Limoges, 10-12 octobre 1974, XIVe Congrès AFC sur « Le monde des affaires et sa délinquance ».
Limoges. – » Ne faudrait-il pas dépénaliser sinon totalement, du moins partiellement, certains délits d’affaires ? » Sur ce souhait surprenant s’est achevé, le 12 octobre à Limoges, le congrès français de criminologie. En se donnant pour thème » Le monde des affaires et sa délinquance « , ce congrès n’avait manifestement pas pour but de nier la » criminalité en col blanc « . Après trois jours de débats – assez neutres, il est vrai, – on ne pouvait guère s’attendre à une conclusion aussi négative. Ce fut pourtant celle du rapport général présenté par Me Roger Merle, avocat, professeur à l’université des sciences sociales de Toulouse, qui a reproché à la justice une » création artificielle de la délinquance » et regretté une » stigmatisation » excessive des délits financiers dans la presse et même dans les » déclarations gouvernementales « . C’était là une manière sans doute originale de faire la synthèse des travaux d’une assemblée où l’on a notamment rappelé que la dissimulation fiscale représente chaque année le butin de plusieurs milliers de hold-up, où un procureur général a déploré que la majorité des délits d’affaires – et parmi ceux-ci les plus graves – ne puissent être poursuivis, où enfin on a généralement souligné la nécessité d’un net renforcement de l’appareil judiciaire dans ce domaine.

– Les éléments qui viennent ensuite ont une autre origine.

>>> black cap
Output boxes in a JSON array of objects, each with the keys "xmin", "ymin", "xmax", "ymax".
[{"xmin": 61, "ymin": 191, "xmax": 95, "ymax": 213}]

En dépit de la présence de magistrats et de policiers spécialisés, ce congrès aura souffert d’avoir fréquemment négligé l’examen d’exemples concrets dont l’actualité récente ne manque pourtant pas. Souvent, les participants ont paru se laisser dépasser par la » dimension » du sujet et se contenter de généralités, ou, à l’inverse, d’une précision excessive sur des aspects annexes. Ainsi, tandis que l’on venait de reconnaître qu’il était vain d’établir un portrait-robot du délinquant d’affaires, était-il nécessaire qu’une commission cherche à en définir la personnalité jusqu’à la caricature ? » Un séducteur, souvent âgé de quarante à cinquante ans, doué d’une hypersocialité, dont l’attitude n’est pas dépourvue d’éléments ludiques, tantôt inadapté, tantôt hyperadapté. » L’impossibilité – sinon l’inutilité – d’établir des classifications, une typologie, devait permettre à Me Merle d’affirmer plus tard : » Criminologiquement, le délinquant d’affaires n’existe pas. «
Le congrès s’est toutefois départi de sa neutralité à l’occasion de deux interventions. L’une d’elles devait être remarquée – et vivement critiquée. M. Jean-François Lachaume, professeur de droit à Poitiers, a déclaré : » L’argent, le pouvoir, la politique (thème des réflexions de l’une des commissions) : voilà un ménage à trois inéluctable. » Il a affirmé que l’intervention croissante de l’État dans le domaine économique favorisait » l’interférence des puissances d’argent dans la politique « , et ajouté que le financement des partis et des campagnes électorales par des capitaux privés entraînait une collusion inévitable dont l’existence est un facteur criminogène : » Si le pouvoir peut s’acheter, il peut se vendre. «
Un autre juriste, Mme Marie-Elisabeth Cartier, a accusé certaines administrations, celle des impôts notamment, de ne pas informer suffisamment la justice de certaines pratiques ou situations douteuse.